Invece, il viso “bello e abbronzato” di Obama rappresenta la versione soft, amabile e giovanile, il simbolo buono ed onesto, simpatico e gentile, democratico e progressista, pragmatico e positivo, degli Stati Uniti e del capitalismo made in USA. Un capitalismo che ha semplicemente rinnovato il proprio look esteriore mediante una riuscitissima operazione di lifting, il cui felice risultato viene quotidianamente esaltato e pubblicizzato da una potentissima ed efficientissima cassa di risonanza mediatica planetaria.
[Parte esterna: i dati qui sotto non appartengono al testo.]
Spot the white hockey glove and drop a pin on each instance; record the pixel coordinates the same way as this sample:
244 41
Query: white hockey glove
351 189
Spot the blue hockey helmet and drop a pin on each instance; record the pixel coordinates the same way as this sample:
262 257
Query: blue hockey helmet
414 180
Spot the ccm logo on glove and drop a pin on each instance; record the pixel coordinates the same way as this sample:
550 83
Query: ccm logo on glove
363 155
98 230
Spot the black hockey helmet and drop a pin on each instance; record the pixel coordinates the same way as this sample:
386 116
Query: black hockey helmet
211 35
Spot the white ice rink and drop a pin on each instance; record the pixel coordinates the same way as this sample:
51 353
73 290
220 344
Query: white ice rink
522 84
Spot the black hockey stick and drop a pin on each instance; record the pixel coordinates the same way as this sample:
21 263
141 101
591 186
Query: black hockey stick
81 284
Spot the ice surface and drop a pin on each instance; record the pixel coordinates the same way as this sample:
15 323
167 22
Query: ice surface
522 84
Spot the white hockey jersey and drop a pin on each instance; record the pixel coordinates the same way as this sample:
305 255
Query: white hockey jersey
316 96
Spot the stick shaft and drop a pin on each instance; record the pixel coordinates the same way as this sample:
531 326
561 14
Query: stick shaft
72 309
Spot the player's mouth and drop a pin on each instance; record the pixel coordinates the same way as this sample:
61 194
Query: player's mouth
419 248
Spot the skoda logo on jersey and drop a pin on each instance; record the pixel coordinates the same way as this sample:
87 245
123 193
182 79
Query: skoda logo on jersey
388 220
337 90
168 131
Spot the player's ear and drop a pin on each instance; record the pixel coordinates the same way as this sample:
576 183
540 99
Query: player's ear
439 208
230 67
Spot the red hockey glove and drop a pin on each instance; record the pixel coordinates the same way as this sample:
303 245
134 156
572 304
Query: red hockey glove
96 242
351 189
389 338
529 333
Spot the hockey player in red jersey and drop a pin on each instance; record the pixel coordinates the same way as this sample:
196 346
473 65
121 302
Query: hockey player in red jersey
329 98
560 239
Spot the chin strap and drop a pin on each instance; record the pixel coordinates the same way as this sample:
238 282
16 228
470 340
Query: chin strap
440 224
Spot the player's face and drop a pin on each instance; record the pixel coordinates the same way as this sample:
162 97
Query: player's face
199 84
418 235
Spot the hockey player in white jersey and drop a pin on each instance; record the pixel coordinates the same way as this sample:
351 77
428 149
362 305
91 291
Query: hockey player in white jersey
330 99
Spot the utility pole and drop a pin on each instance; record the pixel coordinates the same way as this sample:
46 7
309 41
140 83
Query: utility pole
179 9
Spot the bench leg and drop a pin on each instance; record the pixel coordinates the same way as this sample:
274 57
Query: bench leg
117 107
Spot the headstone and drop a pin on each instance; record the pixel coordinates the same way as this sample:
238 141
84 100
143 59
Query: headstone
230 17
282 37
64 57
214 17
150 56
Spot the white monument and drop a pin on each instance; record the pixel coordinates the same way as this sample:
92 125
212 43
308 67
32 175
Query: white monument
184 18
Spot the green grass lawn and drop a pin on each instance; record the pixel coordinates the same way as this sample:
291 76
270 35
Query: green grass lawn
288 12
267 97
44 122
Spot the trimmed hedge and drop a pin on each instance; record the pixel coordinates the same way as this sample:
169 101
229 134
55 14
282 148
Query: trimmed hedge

Ma si tratta pur sempre del medesimo apparato di potere economico-imperialista che si è imposto a livello globale nell’ultimo secolo e oggi decide di esibire al mondo il suo lato eticamente, politicamente ed esteticamente più accettabile e gradito: si chiama ”effetto Obama”.
Dunque, chi è Barack Obama se non l’altra faccia dell’egemonia e della supremazia imperiale nordamericana? Consegno ai posteri la (non) ardua sentenza.